And of those who know of his problems, more than 70 percent of them said they had little or no confidence in the longtime Democratic state lawmaker. Only 10 percent expressed confidence in Black, a drop from 20 percent six months ago.
Questions have been raised in recent months about fund-raising for Black's campaign and his appointment of a lottery commissioner who is facing fraud charges in federal court. One of his former political aides has been found guilty of lobbying violations tied to the passage of the state lottery last year.
The telephone poll surveyed 649 adults from Sept. 24 to Sept. 28, and 340 participants who said they were aware of Black's situation were asked additional questions.
The survey had a margin of error of plus or minus 3.9 percentage points among the 649 respondents, and a 5.4 percentage-point margin of error among the 340 respondents.
Black, who represents Mecklenburg County, has not been charged with any wrongdoing, but a Wake County judge has asked his office to return $6,800 in illegal campaign contributions.
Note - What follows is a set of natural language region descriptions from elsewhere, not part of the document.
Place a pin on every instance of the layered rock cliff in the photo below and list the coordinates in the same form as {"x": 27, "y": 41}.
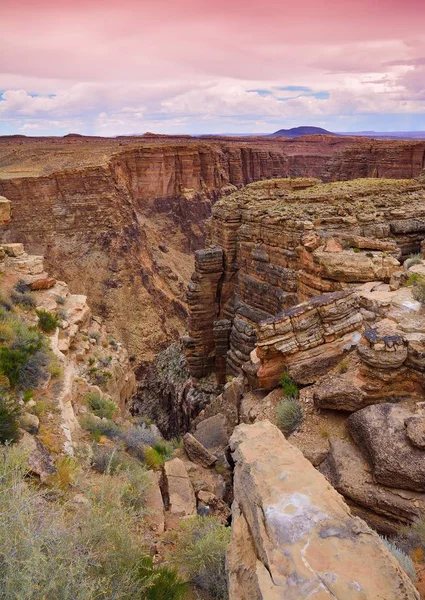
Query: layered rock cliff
{"x": 292, "y": 534}
{"x": 277, "y": 243}
{"x": 119, "y": 219}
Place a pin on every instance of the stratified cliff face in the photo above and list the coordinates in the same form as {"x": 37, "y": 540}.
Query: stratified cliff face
{"x": 273, "y": 245}
{"x": 293, "y": 536}
{"x": 119, "y": 219}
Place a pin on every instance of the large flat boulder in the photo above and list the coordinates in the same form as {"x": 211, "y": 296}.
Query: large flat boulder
{"x": 293, "y": 536}
{"x": 379, "y": 431}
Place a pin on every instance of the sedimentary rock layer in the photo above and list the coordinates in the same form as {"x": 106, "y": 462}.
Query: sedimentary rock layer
{"x": 293, "y": 536}
{"x": 118, "y": 219}
{"x": 287, "y": 240}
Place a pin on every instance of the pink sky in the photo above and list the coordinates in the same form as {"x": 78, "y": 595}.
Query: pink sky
{"x": 113, "y": 67}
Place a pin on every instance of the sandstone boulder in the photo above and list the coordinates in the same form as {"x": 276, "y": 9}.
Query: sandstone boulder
{"x": 213, "y": 432}
{"x": 294, "y": 537}
{"x": 40, "y": 462}
{"x": 182, "y": 501}
{"x": 348, "y": 471}
{"x": 415, "y": 430}
{"x": 380, "y": 433}
{"x": 197, "y": 452}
The situation worsened in August when former state Rep. Michael Decker pleaded guilty to accepting $50,000 to change parties. Decker's sudden switch from the Republicans to the Democrats helped Black win election as House speaker in 2003.
Black has denied being part of any deal with Decker.
Of those surveyed who were aware of the case, 57 percent also said they have no or little confidence in House members who support Black.